Art. 26. É necessária a contrapartida para as transferências previstas na forma de subvenções, auxílios e contribuições, que poderá ser atendida por meio de recursos financeiros ou de bens ou serviços economicamente mensuráveis, cuja expressão monetária será obrigatoriamente identificada no termo de colaboração ou de fomento, em atenção à Lei no 13.019/2014.

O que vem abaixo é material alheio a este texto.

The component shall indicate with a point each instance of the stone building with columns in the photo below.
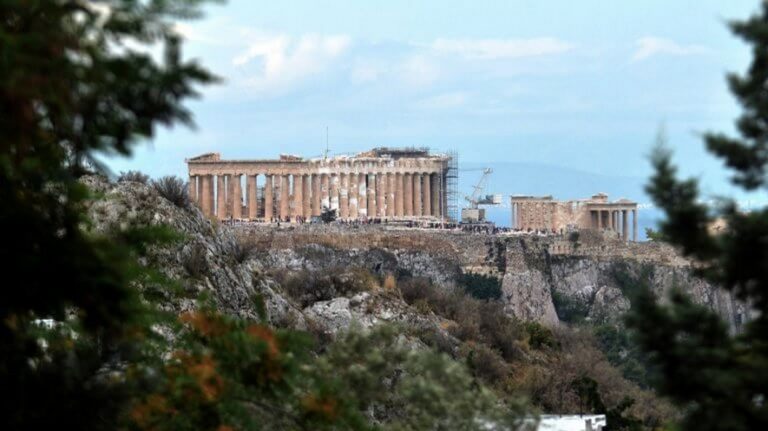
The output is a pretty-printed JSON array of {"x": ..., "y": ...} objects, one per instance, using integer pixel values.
[
  {"x": 543, "y": 213},
  {"x": 383, "y": 183}
]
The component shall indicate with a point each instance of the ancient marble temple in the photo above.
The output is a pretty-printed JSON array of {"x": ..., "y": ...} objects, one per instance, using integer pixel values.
[
  {"x": 383, "y": 183},
  {"x": 543, "y": 213}
]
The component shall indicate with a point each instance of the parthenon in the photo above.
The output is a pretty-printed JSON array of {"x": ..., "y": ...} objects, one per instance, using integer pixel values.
[
  {"x": 383, "y": 183},
  {"x": 543, "y": 213}
]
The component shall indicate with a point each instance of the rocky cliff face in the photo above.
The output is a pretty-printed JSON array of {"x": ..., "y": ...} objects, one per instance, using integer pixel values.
[
  {"x": 210, "y": 259},
  {"x": 536, "y": 273}
]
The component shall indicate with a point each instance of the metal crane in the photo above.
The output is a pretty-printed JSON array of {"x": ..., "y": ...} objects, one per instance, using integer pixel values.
[
  {"x": 475, "y": 199},
  {"x": 473, "y": 213}
]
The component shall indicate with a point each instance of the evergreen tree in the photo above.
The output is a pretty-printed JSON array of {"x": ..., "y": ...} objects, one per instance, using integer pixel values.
[
  {"x": 718, "y": 379},
  {"x": 80, "y": 348},
  {"x": 72, "y": 86}
]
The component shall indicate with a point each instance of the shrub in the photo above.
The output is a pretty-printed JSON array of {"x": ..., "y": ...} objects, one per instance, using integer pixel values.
[
  {"x": 244, "y": 246},
  {"x": 569, "y": 310},
  {"x": 389, "y": 282},
  {"x": 480, "y": 286},
  {"x": 174, "y": 189},
  {"x": 539, "y": 336},
  {"x": 194, "y": 262},
  {"x": 486, "y": 364},
  {"x": 436, "y": 339},
  {"x": 134, "y": 176}
]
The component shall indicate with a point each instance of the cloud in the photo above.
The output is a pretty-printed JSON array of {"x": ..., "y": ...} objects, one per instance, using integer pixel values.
[
  {"x": 419, "y": 71},
  {"x": 443, "y": 101},
  {"x": 286, "y": 60},
  {"x": 649, "y": 46},
  {"x": 492, "y": 49}
]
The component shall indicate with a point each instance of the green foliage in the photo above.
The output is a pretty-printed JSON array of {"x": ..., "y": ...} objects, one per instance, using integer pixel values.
[
  {"x": 717, "y": 379},
  {"x": 654, "y": 235},
  {"x": 476, "y": 320},
  {"x": 621, "y": 351},
  {"x": 539, "y": 336},
  {"x": 67, "y": 93},
  {"x": 569, "y": 310},
  {"x": 422, "y": 389},
  {"x": 174, "y": 189},
  {"x": 480, "y": 286},
  {"x": 574, "y": 237},
  {"x": 590, "y": 401},
  {"x": 134, "y": 176}
]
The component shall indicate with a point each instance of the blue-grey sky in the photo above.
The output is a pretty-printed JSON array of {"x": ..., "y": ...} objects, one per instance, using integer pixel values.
[{"x": 575, "y": 84}]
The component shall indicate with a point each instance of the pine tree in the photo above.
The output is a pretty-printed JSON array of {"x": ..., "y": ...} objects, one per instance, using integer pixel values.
[
  {"x": 719, "y": 380},
  {"x": 72, "y": 86}
]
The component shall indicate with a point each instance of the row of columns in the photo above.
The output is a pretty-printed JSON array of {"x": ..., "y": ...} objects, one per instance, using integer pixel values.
[
  {"x": 300, "y": 196},
  {"x": 616, "y": 220}
]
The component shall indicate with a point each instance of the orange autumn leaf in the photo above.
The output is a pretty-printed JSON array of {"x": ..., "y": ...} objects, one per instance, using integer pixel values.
[{"x": 265, "y": 334}]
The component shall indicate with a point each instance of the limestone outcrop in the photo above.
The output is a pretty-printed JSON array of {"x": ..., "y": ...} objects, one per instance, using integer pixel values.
[{"x": 535, "y": 273}]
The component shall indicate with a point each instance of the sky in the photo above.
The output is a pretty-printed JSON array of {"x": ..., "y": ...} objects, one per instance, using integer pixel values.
[{"x": 566, "y": 85}]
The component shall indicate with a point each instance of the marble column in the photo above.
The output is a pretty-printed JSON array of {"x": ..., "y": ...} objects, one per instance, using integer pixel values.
[
  {"x": 285, "y": 197},
  {"x": 206, "y": 195},
  {"x": 624, "y": 225},
  {"x": 230, "y": 195},
  {"x": 317, "y": 195},
  {"x": 334, "y": 196},
  {"x": 372, "y": 209},
  {"x": 306, "y": 204},
  {"x": 269, "y": 199},
  {"x": 390, "y": 195},
  {"x": 298, "y": 197},
  {"x": 237, "y": 196},
  {"x": 192, "y": 189},
  {"x": 426, "y": 191},
  {"x": 399, "y": 195},
  {"x": 362, "y": 195},
  {"x": 253, "y": 201},
  {"x": 221, "y": 198},
  {"x": 325, "y": 186},
  {"x": 353, "y": 190},
  {"x": 344, "y": 196},
  {"x": 435, "y": 191},
  {"x": 408, "y": 195},
  {"x": 444, "y": 196},
  {"x": 381, "y": 194},
  {"x": 417, "y": 200},
  {"x": 634, "y": 225}
]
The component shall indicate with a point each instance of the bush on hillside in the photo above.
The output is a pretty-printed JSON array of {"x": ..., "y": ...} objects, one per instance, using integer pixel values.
[{"x": 174, "y": 189}]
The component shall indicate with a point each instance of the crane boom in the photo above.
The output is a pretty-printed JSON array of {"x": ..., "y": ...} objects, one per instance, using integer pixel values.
[{"x": 474, "y": 198}]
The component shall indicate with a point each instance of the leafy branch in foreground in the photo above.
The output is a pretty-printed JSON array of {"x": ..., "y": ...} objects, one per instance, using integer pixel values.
[{"x": 719, "y": 380}]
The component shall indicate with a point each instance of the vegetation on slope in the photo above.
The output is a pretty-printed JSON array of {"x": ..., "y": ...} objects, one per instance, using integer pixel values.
[{"x": 718, "y": 380}]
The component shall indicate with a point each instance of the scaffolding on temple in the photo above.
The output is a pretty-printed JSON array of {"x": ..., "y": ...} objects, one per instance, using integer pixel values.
[{"x": 452, "y": 186}]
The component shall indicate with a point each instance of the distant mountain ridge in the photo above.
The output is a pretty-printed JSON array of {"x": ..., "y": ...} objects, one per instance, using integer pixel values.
[{"x": 523, "y": 178}]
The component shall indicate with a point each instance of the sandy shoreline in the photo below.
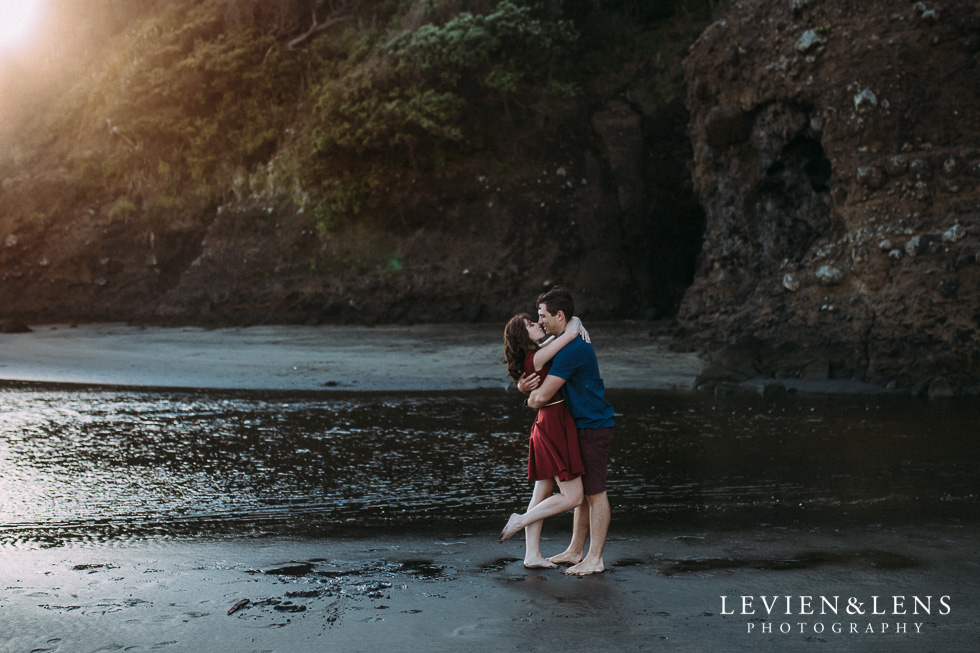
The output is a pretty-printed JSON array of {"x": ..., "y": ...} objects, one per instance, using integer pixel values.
[
  {"x": 466, "y": 592},
  {"x": 380, "y": 592},
  {"x": 439, "y": 357},
  {"x": 383, "y": 358}
]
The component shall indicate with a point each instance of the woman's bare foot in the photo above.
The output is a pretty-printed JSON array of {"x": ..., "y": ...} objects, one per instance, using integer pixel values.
[
  {"x": 513, "y": 527},
  {"x": 566, "y": 558},
  {"x": 538, "y": 563},
  {"x": 585, "y": 568}
]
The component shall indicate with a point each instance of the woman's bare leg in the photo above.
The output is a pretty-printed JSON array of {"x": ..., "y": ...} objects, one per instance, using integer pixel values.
[
  {"x": 570, "y": 496},
  {"x": 532, "y": 532}
]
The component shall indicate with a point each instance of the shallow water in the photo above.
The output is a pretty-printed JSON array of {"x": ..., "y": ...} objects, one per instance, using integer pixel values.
[{"x": 107, "y": 465}]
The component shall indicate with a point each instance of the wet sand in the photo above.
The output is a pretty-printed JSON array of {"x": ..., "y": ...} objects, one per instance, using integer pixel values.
[
  {"x": 377, "y": 592},
  {"x": 465, "y": 592}
]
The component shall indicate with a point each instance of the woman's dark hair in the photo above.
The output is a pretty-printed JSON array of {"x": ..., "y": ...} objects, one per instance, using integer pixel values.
[{"x": 517, "y": 344}]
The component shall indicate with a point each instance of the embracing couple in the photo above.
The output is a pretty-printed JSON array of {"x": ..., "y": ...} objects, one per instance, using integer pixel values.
[{"x": 552, "y": 361}]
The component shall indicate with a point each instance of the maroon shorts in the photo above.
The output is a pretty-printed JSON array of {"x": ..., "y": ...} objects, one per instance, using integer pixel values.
[{"x": 594, "y": 445}]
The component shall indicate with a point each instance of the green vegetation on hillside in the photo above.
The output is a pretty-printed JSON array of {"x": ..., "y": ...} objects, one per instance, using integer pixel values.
[{"x": 182, "y": 104}]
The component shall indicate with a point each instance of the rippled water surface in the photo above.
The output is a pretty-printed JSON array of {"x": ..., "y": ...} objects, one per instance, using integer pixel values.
[{"x": 104, "y": 464}]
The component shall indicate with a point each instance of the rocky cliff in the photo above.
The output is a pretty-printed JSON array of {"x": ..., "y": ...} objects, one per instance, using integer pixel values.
[{"x": 837, "y": 157}]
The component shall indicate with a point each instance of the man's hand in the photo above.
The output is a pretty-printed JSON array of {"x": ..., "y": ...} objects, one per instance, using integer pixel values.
[
  {"x": 548, "y": 389},
  {"x": 528, "y": 382}
]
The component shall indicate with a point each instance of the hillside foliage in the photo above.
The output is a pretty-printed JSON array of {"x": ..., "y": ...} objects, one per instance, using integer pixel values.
[{"x": 161, "y": 106}]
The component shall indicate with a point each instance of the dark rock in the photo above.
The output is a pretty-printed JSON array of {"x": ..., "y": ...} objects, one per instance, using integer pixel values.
[
  {"x": 871, "y": 177},
  {"x": 13, "y": 325},
  {"x": 773, "y": 390},
  {"x": 940, "y": 388},
  {"x": 726, "y": 126},
  {"x": 920, "y": 169},
  {"x": 897, "y": 165}
]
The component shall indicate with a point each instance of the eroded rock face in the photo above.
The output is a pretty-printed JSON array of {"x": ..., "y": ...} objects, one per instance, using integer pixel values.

Art. 27. As entidades privadas beneficiadas com recursos públicos municipais, a qualquer título, sujeitar-se-ão à fiscalização da Administração Pública, em especial através da Unidade Central de Controle Interno, e dos conselhos de políticas públicas setoriais, com a finalidade de verificar o cumprimento de metas e objetivos para os quais receberam os recursos.

Parágrafo único. Enquanto vigentes os respectivos convênios, termos de parceria, contratos ou instrumentos congêneres, o Poder Executivo deverá divulgar e manter atualizadas na internet relação das entidades privadas beneficiadas com recursos de subvenções, contribuições e auxílios, contendo, pelo menos:

I - nome e CNPJ da entidade;

II - nome, função e CPF dos dirigentes;

III - área de atuação; 

IV - endereço da sede;

V - data, objeto, valor e número do convênio, termo de parceria, contrato ou instrumento congênere;

VI - valores transferidos e respectivas datas.

Art. 28. Não serão consideradas subvenções, auxílios ou contribuições, o rateio das despesas decorrentes da participação do Município em consórcios públicos instituído nos termos da Lei Federal no 11.107/2005.

Art. 29. As transferências de recursos de que trata esta Lei serão feitas por intermédio de instituição financeira oficial determinada pela Administração Pública, observado o princípio da competência da despesa, previsto no art. 50, inciso II, da Lei Complementar no 101/2000.

Art. 30. Toda movimentação de recursos relativos às subvenções, contribuições e auxílios de que trata esta Lei, por parte das entidades beneficiárias, somente será realizada observando-se os seguintes preceitos:

I - depósito e movimentação em conta bancária específica para cada instrumento de transferência;

II - desembolsos mediante documento bancário, por meio do qual se faça crédito na conta bancária de titularidade do fornecedor ou prestador de serviços.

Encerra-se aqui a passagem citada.